Modulation formats for 100G and beyond
01 October 2011
The perpetual demand for increasing the bandwidth of optical carrier networks leads to the advent of new transmission hierarchies beyond the current installed basis which are mainly consist of 2.5, 10 and 40 Gb/s wavelength channels. In research and development there is a big pressure to investigate new transport technologies and to develop and design the next generation of optical systems carrying data on one channel of 100 Gb/s for the todays need and 400 Gb/s or even more for future networks. Standardization efforts for client side interfaces supporting a 100-Gb/s Ethernet was kicked-off in 2006 by the IEEE higher speed study group and was finished in 2010 with the IEEE802.ba standard for 10 km and 40 km reach, using 4 lanes with 25 Gb/s, aiming to find an optimum solution for the upgrade of carrier networks with 100 Gb/s channels to achieve lower costs for the terminal equipment and network operation. In addition, a new direction was given in order to focus work on a reduction of the energy consumption of our network to reduce significantly the carbon footprint of ICT, which exhibits a dramatic annual increase mainly due to tremendous growth of Internet traffic.
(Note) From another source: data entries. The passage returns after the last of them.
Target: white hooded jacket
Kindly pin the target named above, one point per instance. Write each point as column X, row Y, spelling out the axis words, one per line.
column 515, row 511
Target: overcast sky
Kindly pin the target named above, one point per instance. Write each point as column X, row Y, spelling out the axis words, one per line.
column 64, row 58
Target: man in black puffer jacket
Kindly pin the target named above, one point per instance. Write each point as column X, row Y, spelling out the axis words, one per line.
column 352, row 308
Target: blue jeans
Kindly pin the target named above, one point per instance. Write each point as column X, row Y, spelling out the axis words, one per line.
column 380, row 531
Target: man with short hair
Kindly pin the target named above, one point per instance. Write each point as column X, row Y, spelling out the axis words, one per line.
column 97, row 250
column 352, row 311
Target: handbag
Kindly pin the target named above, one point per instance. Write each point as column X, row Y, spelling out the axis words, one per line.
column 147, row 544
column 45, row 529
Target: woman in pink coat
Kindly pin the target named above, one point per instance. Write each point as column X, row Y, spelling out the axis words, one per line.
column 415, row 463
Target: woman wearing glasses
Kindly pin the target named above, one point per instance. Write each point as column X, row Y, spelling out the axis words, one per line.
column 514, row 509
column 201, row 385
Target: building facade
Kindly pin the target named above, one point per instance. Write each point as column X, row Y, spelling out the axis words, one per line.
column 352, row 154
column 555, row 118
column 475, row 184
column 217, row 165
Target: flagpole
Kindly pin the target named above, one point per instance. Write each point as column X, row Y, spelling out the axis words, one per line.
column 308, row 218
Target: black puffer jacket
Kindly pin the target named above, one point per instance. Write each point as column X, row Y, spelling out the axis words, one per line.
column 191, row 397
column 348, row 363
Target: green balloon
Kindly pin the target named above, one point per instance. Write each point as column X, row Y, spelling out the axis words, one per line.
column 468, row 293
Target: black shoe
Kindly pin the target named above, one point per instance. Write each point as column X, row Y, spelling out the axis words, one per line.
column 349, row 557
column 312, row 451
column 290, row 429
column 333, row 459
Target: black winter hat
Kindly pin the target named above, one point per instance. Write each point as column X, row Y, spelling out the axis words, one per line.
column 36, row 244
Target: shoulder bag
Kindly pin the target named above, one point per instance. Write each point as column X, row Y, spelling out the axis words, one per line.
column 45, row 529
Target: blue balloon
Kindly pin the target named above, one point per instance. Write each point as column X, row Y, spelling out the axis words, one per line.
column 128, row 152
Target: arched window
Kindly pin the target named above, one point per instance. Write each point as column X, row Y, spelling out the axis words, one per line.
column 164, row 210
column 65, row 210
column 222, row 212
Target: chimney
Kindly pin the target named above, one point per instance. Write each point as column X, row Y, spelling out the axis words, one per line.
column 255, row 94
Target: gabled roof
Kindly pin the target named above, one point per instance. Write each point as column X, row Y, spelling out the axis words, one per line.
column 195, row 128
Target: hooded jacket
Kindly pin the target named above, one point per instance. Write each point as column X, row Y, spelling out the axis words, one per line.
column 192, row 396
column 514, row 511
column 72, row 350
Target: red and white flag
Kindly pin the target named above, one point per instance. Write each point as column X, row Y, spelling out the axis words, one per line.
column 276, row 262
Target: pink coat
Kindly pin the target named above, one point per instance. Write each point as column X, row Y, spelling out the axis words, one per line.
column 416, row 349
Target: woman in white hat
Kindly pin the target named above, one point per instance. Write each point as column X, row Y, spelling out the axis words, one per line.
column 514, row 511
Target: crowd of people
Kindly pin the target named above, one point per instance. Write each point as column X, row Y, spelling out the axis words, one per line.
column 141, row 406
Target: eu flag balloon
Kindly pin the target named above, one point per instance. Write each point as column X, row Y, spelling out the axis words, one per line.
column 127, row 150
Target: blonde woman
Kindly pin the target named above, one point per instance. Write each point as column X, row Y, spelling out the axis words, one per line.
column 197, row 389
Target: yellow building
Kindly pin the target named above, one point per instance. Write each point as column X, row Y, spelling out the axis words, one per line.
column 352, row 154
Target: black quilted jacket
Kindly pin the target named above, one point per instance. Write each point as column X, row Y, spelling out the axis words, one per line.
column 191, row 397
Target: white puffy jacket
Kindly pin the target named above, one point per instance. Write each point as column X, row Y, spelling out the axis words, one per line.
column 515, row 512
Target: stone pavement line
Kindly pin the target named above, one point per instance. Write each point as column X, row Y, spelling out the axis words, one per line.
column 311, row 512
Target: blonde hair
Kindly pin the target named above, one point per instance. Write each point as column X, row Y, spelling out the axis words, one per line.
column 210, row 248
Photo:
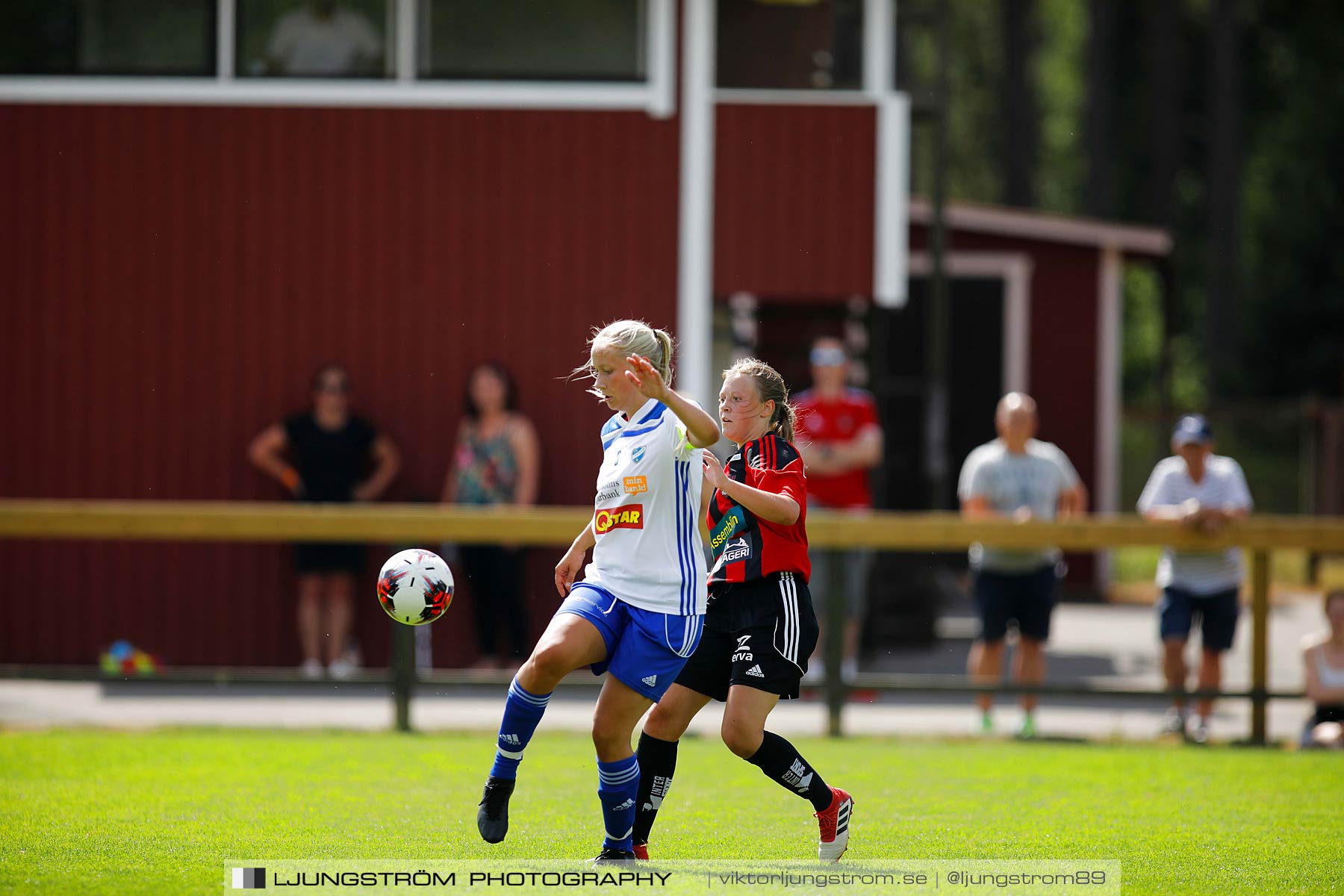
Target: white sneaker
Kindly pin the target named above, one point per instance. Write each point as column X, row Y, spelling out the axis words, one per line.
column 342, row 668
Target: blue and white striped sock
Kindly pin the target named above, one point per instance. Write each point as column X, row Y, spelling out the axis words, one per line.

Commercial deployments of 100 Gb/s systems in the optical networks of several service providers are in progress since 2010. Optical systems with bitrates beyond 100 Gb/s are currently investigated in research and the kick-off for the standardisation activities for 400 Gb/s and even 1 Tbit/s are expected soon. Significant research has been undertaken recently to study physical-layer line transport options for 100 Gb/s.